Schlagabtausch um die Spitalsambulanzen

Ärztekammer wehrt sich gegen Öffnung für Untersuchungen aus dem niedergelassenen Bereich.
schwarzach Für ordentlich Diskussionsstoff sorgt der Vorschlag von ÖGK-Generalsekretär Bernhard Wurzer (45), Gesundheitsleistungen wie Vorsorgeuntersuchungen aus dem niedergelassenen Bereich in die Spitalsambulanzen zu verlagern. Die ÖGK würde sich dafür an den Kosten für zusätzlich notwendige Spitalsärzte beteiligen, stellte Wurzer als Gegenleistung in Aussicht.
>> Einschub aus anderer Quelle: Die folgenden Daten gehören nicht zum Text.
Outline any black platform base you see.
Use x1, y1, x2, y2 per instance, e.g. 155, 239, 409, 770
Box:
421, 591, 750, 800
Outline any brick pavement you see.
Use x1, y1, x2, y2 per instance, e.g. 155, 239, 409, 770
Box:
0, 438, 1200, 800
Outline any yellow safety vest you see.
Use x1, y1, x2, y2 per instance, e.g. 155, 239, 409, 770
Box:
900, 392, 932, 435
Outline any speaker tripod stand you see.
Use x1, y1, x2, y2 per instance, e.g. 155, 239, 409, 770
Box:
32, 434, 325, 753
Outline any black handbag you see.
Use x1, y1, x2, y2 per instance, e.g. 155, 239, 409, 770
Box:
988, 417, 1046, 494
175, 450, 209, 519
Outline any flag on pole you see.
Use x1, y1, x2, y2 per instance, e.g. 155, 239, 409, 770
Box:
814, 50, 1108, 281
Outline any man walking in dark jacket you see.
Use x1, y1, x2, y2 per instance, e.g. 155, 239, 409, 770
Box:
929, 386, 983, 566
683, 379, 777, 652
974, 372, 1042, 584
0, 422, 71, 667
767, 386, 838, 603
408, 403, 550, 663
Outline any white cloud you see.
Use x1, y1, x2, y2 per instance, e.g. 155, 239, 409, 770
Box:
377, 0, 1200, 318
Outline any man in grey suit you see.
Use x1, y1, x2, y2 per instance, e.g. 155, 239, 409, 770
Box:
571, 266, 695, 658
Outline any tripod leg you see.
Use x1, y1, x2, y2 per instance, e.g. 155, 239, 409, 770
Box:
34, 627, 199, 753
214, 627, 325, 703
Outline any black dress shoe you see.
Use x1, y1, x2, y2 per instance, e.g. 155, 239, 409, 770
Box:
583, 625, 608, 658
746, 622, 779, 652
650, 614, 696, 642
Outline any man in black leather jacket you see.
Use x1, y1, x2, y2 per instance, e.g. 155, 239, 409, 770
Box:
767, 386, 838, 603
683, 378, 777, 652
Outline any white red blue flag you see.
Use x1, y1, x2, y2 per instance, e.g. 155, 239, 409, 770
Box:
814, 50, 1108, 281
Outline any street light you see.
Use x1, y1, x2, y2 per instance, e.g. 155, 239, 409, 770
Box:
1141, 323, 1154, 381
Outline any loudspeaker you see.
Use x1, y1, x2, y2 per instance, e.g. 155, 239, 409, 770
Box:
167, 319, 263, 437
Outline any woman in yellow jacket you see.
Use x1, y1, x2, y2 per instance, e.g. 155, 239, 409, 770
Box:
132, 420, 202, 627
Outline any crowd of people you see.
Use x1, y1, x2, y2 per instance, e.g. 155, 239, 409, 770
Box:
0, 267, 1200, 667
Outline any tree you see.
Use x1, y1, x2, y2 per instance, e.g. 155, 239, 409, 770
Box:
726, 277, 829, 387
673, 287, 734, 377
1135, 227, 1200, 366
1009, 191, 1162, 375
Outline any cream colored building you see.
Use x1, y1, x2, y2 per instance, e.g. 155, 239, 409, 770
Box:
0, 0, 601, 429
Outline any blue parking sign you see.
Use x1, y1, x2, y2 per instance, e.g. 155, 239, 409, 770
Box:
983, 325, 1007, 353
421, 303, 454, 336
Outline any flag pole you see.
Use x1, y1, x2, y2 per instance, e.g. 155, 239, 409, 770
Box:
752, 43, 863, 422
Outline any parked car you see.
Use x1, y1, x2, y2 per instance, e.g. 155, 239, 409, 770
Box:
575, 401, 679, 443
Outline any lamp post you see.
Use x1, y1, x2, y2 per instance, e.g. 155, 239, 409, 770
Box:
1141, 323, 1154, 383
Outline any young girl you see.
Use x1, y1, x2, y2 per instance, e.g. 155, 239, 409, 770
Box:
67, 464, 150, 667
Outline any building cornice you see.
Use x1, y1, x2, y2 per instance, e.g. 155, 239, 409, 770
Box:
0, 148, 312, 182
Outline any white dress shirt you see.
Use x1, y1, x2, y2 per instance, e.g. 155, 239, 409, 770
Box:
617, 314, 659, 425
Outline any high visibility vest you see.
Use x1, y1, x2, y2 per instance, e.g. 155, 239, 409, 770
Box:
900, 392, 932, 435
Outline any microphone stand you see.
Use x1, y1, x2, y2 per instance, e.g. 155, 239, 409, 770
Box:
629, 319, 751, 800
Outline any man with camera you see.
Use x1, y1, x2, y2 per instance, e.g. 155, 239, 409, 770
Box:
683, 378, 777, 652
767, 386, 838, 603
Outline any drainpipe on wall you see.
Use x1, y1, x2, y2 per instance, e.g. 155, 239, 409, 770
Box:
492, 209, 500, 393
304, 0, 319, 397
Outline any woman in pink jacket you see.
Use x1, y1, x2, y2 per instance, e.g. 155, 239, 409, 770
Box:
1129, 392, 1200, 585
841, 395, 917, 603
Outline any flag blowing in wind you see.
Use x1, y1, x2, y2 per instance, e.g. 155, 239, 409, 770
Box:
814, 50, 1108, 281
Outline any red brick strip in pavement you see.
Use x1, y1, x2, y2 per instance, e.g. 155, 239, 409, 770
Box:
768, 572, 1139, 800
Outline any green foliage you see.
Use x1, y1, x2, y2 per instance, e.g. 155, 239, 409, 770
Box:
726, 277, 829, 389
Vertreter der Ärztekammer laufen dagegen Sturm, Gesundheitslandesrätin Martina Rüscher (47) und der Direktor der Krankenhausbetriebsgesellschaft (KHBG), Gerald Fleisch (53), halten die Idee für durchaus diskutabel. Allerdings sollten die Patienten nicht in die ohnehin schon überfüllten Ambulanzen gelotst, sondern in den Krankenhäusern vorgelagerten Einheiten behandelt werden. Fleisch sieht darin einen konstruktiven Beitrag zur Grundversorgung, Rüscher eine wirksame Umleitung von Patienten in den niedergelassenen Bereich.
Provokative Ansage
Seit Jahren schon ist die Ambulanzentlastung ein großes Thema. Nachhaltige Lösungen wurden bislang jedoch nicht aufgetan. Beinahe alle Krankenhäuser im Land stöhnen unter dem ständig steigenden Andrang von Patienten, vor allem solchen, die eigentlich nicht dorthin gehören. So verzeichnete allein das Landeskrankenhaus Feldkirch 2019 mehr als 186.800 Erst- bzw. Nachbehandlungen. Das entspricht einer Steigerung um fast vier Prozent. Die Ambulanzen noch weiter aufzublähen, macht für Burkhard Walla (53), Sprecher der niedergelassenen Ärzte und Vizepräsident der Vorarlberger Ärztekammer, schon allein deshalb keinen Sinn. Er spricht von einer insgesamt provokanten Ansage der ÖGK. „Es ist mir unverständlich, wie die ÖGK ihre Vertragspartner in aller Öffentlichkeit derart vor den Kopf stoßen kann“, ärgert sich Walla. Was im niedergelassenen Bereich gemacht werden könne, solle dort verbleiben, betont er. Seine Vermutung: “Es geht darum, zu groß konzipierte Krankenhäuser im Osten zu beleben.”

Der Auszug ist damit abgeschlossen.